A simple, no-pectin fig jam recipe perfect for cheese boards. This small-batch preserve has a hint of rosemary and is safe for water-bath canning.
Author:purejoyalex
Prep Time:15 minutes
Cook Time:45 minutes
Total Time:1 hour
Yield:Approximately 3 (8-ounce) jars 1x
Category:Preserves
Method:Water Bath Canning
Cuisine:American
Diet:Vegetarian
Ingredients
Scale
2 pounds fresh figs, stemmed and quartered
1 cup granulated sugar
1/4 cup lemon juice
1 tablespoon fresh rosemary, finely chopped
1/4 teaspoon salt
Instructions
Combine figs, sugar, lemon juice, rosemary, and salt in a large pot.
Let sit for 10 minutes to allow figs to release juices.
Bring the mixture to a boil over medium-high heat, stirring occasionally.
Reduce heat to low and simmer, stirring frequently, until the jam has thickened, about 30-45 minutes. Mash figs with a potato masher or fork as they soften.
Test for set by placing a small amount of jam on a chilled plate. If it wrinkles when pushed, it is ready.

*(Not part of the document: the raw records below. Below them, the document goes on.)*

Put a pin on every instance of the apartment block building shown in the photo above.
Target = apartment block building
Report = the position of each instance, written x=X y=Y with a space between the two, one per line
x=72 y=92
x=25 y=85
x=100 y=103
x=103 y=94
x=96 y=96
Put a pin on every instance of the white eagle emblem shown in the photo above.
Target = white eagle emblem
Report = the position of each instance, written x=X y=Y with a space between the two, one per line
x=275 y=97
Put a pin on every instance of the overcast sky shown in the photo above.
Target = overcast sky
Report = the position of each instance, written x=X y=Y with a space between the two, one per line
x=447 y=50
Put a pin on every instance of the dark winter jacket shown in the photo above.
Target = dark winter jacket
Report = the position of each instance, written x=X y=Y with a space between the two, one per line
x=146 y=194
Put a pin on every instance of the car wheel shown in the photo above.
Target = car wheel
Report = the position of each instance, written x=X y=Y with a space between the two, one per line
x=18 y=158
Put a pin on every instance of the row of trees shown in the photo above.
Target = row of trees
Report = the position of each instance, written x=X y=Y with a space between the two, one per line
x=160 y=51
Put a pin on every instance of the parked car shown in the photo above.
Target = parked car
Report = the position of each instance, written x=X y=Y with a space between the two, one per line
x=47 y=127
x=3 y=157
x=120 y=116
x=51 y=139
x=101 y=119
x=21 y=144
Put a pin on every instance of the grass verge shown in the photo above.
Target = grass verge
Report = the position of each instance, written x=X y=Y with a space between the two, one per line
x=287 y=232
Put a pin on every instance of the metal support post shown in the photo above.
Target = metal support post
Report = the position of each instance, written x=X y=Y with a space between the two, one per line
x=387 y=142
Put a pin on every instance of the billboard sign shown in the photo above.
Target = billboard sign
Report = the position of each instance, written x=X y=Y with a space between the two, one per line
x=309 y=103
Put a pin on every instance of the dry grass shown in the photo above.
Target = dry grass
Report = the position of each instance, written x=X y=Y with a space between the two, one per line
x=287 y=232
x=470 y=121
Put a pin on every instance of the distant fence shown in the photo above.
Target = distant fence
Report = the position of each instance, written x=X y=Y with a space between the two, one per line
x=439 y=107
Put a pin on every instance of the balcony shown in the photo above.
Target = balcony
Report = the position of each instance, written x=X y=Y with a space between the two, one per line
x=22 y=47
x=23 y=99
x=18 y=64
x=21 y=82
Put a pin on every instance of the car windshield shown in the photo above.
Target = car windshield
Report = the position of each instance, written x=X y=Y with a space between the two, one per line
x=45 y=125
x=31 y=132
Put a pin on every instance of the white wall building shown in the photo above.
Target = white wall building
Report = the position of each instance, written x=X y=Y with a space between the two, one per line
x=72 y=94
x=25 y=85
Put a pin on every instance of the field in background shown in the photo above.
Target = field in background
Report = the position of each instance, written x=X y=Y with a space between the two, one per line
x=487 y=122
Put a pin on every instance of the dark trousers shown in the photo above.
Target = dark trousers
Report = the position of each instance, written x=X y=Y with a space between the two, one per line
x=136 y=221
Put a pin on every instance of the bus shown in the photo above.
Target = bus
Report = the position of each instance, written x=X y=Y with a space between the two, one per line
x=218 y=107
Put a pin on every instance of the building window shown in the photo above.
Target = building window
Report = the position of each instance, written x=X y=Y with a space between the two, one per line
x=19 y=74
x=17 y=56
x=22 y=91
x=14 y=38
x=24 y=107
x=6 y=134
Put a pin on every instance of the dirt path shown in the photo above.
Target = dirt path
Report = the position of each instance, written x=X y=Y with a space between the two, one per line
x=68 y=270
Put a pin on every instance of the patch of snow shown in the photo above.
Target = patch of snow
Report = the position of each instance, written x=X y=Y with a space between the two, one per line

Ladle hot jam into sterilized canning jars, leaving 1/4 inch headspace.
Wipe rims and place lids on jars. Screw bands on fingertip tight.
Process in a boiling water bath for 10 minutes.
Remove jars from canner and let cool completely on a towel-lined counter.
Notes
Use ripe, fresh figs for the best flavor.
Adjust rosemary to your preference.
Ensure your canning jars and lids are properly sterilized.
This jam pairs wonderfully with Brie, goat cheese, and crusty bread.